Keats explains how he combined string theory with San Francisco real estate to explore the relationships between paradoxical concepts.
"String theory is fascinating," says experimental philosopher Jonathon Keats, "for the fact that it reconciles quantum mechanics and general relativity, the two greatest explanations that we have of the fundamental forces of nature in the universe for the first time arguably, but with certain caveats." He explains how string theory, by nature, is somewhat speculative. Also speculative is the real estate market, in particular the booming market where Keats lives in San Francisco. In this video, Keats explains a thought experiment in which he combined the two concepts to explore the ways in which paradoxical elements interact. Part of what he found was that, even though paradoxes feel like dead ends, there are ways to navigate out of them and perhaps even carve a new path of thought through them.

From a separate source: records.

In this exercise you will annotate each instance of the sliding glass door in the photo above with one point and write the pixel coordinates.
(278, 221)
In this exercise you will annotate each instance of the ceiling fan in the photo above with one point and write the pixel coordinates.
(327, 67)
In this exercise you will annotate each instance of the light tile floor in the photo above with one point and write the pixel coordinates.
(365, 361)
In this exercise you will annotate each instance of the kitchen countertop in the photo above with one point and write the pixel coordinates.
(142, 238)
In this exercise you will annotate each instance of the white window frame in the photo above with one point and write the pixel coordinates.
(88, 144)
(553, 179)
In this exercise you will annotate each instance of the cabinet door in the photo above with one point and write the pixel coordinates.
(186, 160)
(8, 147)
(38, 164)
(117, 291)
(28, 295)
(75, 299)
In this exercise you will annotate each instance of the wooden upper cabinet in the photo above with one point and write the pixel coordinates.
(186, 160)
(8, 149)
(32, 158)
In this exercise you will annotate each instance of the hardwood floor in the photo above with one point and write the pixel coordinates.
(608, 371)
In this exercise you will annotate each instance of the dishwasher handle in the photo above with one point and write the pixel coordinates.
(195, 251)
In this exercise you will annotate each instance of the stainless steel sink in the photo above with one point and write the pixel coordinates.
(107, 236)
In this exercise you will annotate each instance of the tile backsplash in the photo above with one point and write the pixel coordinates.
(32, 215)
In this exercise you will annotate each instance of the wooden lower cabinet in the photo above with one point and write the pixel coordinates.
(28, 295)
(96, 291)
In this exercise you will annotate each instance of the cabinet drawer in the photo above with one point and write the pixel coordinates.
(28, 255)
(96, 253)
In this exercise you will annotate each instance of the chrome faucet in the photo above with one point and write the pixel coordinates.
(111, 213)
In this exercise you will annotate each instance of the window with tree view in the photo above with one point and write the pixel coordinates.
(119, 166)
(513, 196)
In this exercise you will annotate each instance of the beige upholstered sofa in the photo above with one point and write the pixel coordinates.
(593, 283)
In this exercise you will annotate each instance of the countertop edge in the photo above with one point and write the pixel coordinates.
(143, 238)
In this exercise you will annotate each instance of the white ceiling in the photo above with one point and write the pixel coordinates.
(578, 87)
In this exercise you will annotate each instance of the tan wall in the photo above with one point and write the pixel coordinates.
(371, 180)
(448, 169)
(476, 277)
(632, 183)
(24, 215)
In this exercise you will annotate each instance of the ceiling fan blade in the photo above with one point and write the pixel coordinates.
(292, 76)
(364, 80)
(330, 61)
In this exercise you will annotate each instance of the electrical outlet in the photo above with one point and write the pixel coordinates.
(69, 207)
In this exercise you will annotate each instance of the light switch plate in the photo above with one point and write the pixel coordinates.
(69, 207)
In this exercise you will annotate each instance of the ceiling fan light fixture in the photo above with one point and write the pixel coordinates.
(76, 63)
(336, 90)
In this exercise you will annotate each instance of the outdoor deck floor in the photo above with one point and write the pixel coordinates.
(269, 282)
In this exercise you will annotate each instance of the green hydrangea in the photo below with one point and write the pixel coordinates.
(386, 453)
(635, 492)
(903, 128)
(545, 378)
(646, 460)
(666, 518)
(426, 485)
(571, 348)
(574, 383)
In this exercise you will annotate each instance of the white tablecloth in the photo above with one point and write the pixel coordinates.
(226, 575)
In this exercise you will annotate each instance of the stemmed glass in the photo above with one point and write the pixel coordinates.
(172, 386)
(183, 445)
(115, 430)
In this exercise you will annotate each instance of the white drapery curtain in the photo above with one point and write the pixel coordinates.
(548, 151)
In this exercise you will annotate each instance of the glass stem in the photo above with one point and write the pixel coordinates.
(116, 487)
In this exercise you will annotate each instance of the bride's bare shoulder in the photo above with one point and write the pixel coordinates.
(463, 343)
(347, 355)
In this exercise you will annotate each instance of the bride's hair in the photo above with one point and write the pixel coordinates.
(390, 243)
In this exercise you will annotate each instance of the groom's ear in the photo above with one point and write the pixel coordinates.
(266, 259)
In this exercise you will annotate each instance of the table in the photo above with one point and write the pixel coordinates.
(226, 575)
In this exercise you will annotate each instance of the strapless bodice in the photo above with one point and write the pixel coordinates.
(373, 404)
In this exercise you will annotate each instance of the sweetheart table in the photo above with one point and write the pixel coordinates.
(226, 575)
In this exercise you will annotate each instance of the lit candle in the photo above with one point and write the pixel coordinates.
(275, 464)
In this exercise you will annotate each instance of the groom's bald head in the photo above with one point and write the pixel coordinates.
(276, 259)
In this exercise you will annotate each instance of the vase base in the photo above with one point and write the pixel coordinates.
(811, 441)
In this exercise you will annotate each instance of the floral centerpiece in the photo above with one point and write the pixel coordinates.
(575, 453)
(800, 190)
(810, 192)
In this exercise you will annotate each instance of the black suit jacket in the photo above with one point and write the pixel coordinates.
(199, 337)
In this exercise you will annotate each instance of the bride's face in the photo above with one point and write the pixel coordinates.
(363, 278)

Keats explains how marriage can be treated as a metaphor by explaining the process by which two people can become married not by government definition, but by a law of nature, thanks to advances in quantum physics.
When Jonathon Keats got married, he wanted to find a way to do it that was deeper than whatever sort of legal framework could be thrown his way by the United States government. He wanted to instead be married by a law of nature which, as he explains, is possible today thanks to advances in quantum physics.
Jonathon Keats is a San Francisco-based experimental philosopher who has, over the years, sold real estate in the extra dimensions of space-time proposed by string theory (he sold a hundred and seventy-two extra-dimensional lots in the Bay Area in a single day); made an attempt to genetically engineer God (God turns out to be related to the cyanobacterium); and copyrighted his own mind (in order to get a seventy-year post-life extension.
Keats's bold experiments raise serious questions and put into practice his conviction that the world needs more "curious amateurs," willing to explore publicly whatever intrigues them, in defiance of a culture that increasingly forecloses on wonder and siloes knowledge into narrowly defined areas of expertise.